Thermodynamic Linear Algebra
Maxwell Aifer, Kaelan Donatella, Max Hunter Gordon, Samuel Duffield, Thomas Ahle, Daniel Simpson, Gavin E. Crooks, Patrick J. Coles
TL;DR
This work proposes thermodynamic computing hardware that leverages the equilibrium distribution of coupled harmonic oscillators to accelerate core linear-algebra primitives. By mapping problems such as solving linear systems, matrix inversion, Lyapunov equations, and determinant estimation to sampling from Gaussian distributions generated by overdamped or underdamped Langevin dynamics, the authors derive asymptotic speedups that scale linearly with dimension $d$ under plausible assumptions. They provide explicit algorithmic protocols, convergence analyses, and a timing model that compares favorably to digital methods like conjugate gradient and Cholesky for large-scale, ill-conditioned dense matrices, while highlighting practical energy-time tradeoffs and hardware considerations.

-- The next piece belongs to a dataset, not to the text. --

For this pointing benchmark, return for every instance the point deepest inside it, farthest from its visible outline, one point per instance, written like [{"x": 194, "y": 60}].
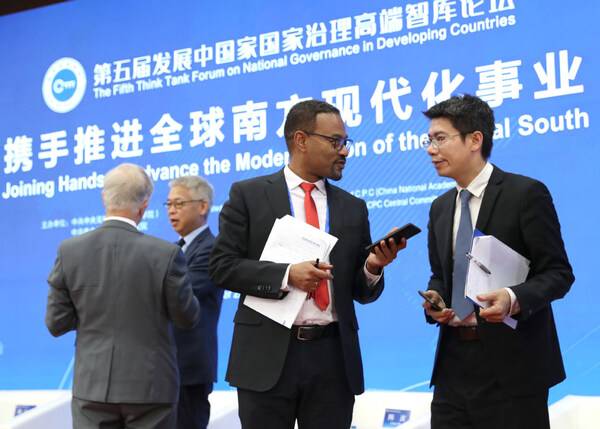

The work also outlines a pathway to experimental demonstrations and broader implications for thermodynamic computing, including non-linear extensions and multi-application hardware reuse. Overall, the paper establishes a concrete mathematical foundation and numerical benchmarks for using thermodynamic hardware to accelerate linear algebra in near-term devices.
Abstract
Linear algebraic primitives are at the core of many modern algorithms in engineering, science, and machine learning. Hence, accelerating these primitives with novel computing hardware would have tremendous economic impact. Quantum computing has been proposed for this purpose, although the resource requirements are far beyond current technological capabilities, so this approach remains long-term in timescale. Here we consider an alternative physics-based computing paradigm based on classical thermodynamics, to provide a near-term approach to accelerating linear algebra. At first sight, thermodynamics and linear algebra seem to be unrelated fields. In this work, we connect solving linear algebra problems to sampling from the thermodynamic equilibrium distribution of a system of coupled harmonic oscillators. We present simple thermodynamic algorithms for (1) solving linear systems of equations, (2) computing matrix inverses, (3) computing matrix determinants, and (4) solving Lyapunov equations. Under reasonable assumptions, we rigorously establish asymptotic speedups for our algorithms, relative to digital methods, that scale linearly in matrix dimension. Our algorithms exploit thermodynamic principles like ergodicity, entropy, and equilibration, highlighting the deep connection between these two seemingly distinct fields, and opening up algebraic applications for thermodynamic computing hardware.